Once the property of fugitive businessman Low Taek Jho, or Jho Low, the yacht was one of the earliest recoveries made by the government in its effort to recoup assets bought with misappropriated funds.
Lawyer Sitpah Selvaratnam, who helmed the judicial sale of the vessel, recalled in an FMT interview how the “one of a kind” case was finally resolved and the patriotism she and her team felt as they embarked on one of the trickiest maritime cases in the nation’s history.
Sitpah, who was appointed by then attorney-general Tommy Thomas to oversee the case, said it was encouraging to see how fellow Malaysians took interest in the case.
“The whole country was behind us. Even the pakcik who drove me to the ship when it was stationed in Langkawi had a big smile on his face the whole ride there. He felt like he was part of a rescue mission.”
It was however far from smooth sailing for her team of six, who had to deal with media and public scrutiny, doubtful buyers, and the threat that Low would resurface.
The Equanimity was independently valued at US$130 million. Sitpah said drumming up interest in such a big ticket item proved difficult as there were only so many people in the world with that kind of money to spend. Moreover, the second-hand market had seen just 20 other sales cross the US$100 million mark.
“We were basically asking billionaires to fall into a public tender exercise. It was like inviting royalty to queue up for dinner.”
Making matters worse was that two other judicial yacht sales, for the Indian Empress and the Natita, had been completed at much lower prices, around US$42 million and US$27.5 million, respectively.
“So the impression people got was that US$130 million for a judicial sale was exorbitant. People had an expectation that they could get the Equanimity dirt cheap.”
It was eventually sold to Genting Malaysia Bhd in 2019 for US$126 million. Sitpah said it was one of just a handful of offers above US$100 million.
“I think the next closest was around US$115 million. If I remember correctly, it was from a Middle Eastern buyer.”

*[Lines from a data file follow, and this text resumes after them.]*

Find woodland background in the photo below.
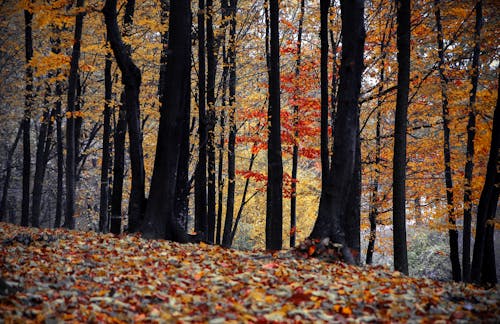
[0,0,500,279]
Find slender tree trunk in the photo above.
[0,122,23,221]
[110,93,127,234]
[63,0,84,229]
[266,0,283,250]
[206,0,217,242]
[141,0,191,242]
[194,0,208,235]
[99,46,113,233]
[471,74,500,284]
[54,78,64,228]
[222,0,237,247]
[21,6,35,226]
[393,0,410,274]
[290,0,305,248]
[215,38,229,244]
[31,85,53,227]
[310,0,365,263]
[462,0,483,282]
[320,0,330,188]
[434,0,462,281]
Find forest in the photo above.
[0,0,500,321]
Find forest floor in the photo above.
[0,223,500,323]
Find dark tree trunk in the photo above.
[110,93,127,234]
[0,122,23,221]
[434,0,462,281]
[393,0,410,274]
[215,38,229,244]
[63,0,84,229]
[310,0,365,263]
[290,0,305,248]
[222,0,237,247]
[462,0,483,282]
[31,85,53,227]
[141,0,191,242]
[320,0,330,190]
[229,154,257,246]
[206,0,217,242]
[266,0,283,250]
[99,46,113,233]
[103,0,145,232]
[194,0,208,235]
[175,67,191,231]
[21,6,35,226]
[54,79,64,228]
[471,74,500,284]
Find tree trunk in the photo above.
[21,6,35,226]
[99,46,113,233]
[0,122,23,221]
[141,0,191,242]
[266,0,283,250]
[290,0,305,248]
[206,0,217,243]
[110,93,127,234]
[194,0,208,235]
[434,0,462,282]
[310,0,365,263]
[103,0,145,232]
[471,74,500,284]
[320,0,330,191]
[63,0,84,229]
[31,85,53,227]
[393,0,410,274]
[222,0,237,247]
[462,0,483,282]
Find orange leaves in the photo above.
[0,223,500,323]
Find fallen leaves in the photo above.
[0,223,500,324]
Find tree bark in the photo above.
[63,0,84,229]
[110,93,127,234]
[393,0,410,274]
[222,0,238,247]
[194,0,208,235]
[471,74,500,285]
[99,45,112,233]
[141,0,191,242]
[310,0,365,263]
[290,0,305,248]
[21,9,35,226]
[206,0,217,243]
[0,122,23,221]
[266,0,283,250]
[103,0,145,232]
[434,0,462,282]
[462,0,483,282]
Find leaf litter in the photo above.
[0,223,500,324]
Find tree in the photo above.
[141,0,191,242]
[462,0,483,282]
[63,0,84,229]
[434,0,462,281]
[194,0,208,235]
[99,41,112,233]
[392,0,410,274]
[310,0,365,263]
[290,0,304,248]
[471,73,500,284]
[102,0,145,232]
[266,0,283,250]
[21,2,34,226]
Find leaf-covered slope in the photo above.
[0,223,500,323]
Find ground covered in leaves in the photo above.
[0,223,500,323]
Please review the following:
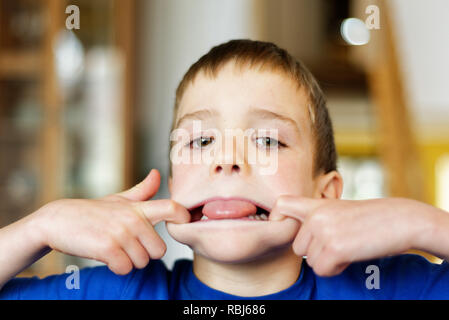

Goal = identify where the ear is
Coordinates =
[168,177,172,195]
[316,171,343,199]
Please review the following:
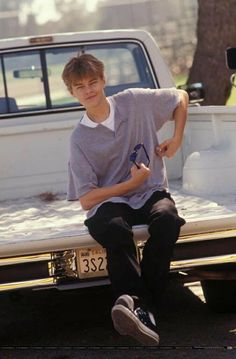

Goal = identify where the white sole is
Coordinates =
[111,304,159,346]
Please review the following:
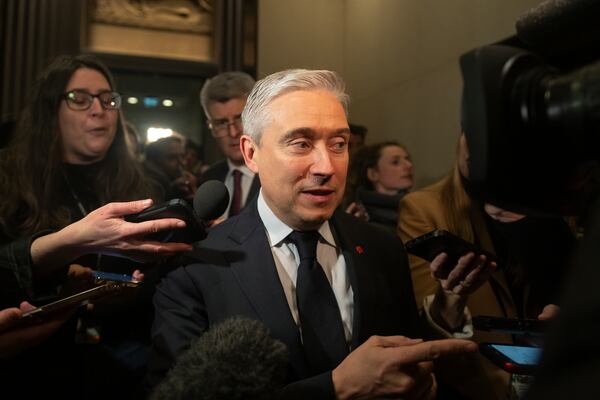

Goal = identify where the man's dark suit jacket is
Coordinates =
[148,201,422,399]
[198,160,260,209]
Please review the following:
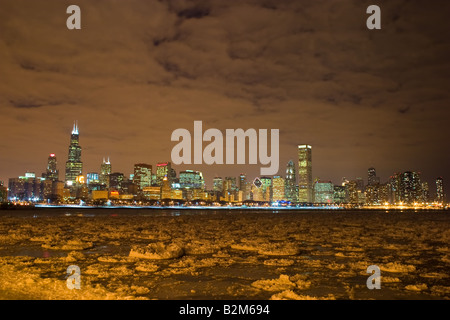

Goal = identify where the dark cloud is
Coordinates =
[0,0,450,195]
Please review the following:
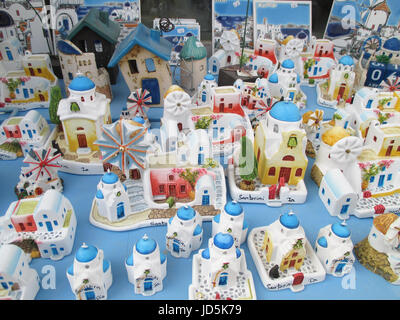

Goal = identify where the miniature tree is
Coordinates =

On the opposite end of the spectrum were “insulting bids” in the sub-US$50 million range, which she chalked up to people trying their luck.
Sitpah said another complication was the elephant in the room, Low.
“Even though he never did, every step of the way we had to prepare as if he could crop up at any moment. He might claim that he used his money or that the money was not stolen or that the boat was not a gift but obtained for value. So we always had to be ready to address those questions.”
She said this also concerned buyers, who worried about whether Low would pop up after they had bought the boat to stake a claim to it and whether they would get a clean title.
“They played up all the ambiguity and notoriety to depress the price. But we were clear. We weren’t moving much from US$130 million.”
She remembers the camaraderie felt by her and her five colleagues, who travelled around the world in their attempts to make the sale.
“It was a big undertaking for us, one that was driven by unity and happiness. We were doing it for the new Malaysia and something bigger than ourselves,” she said.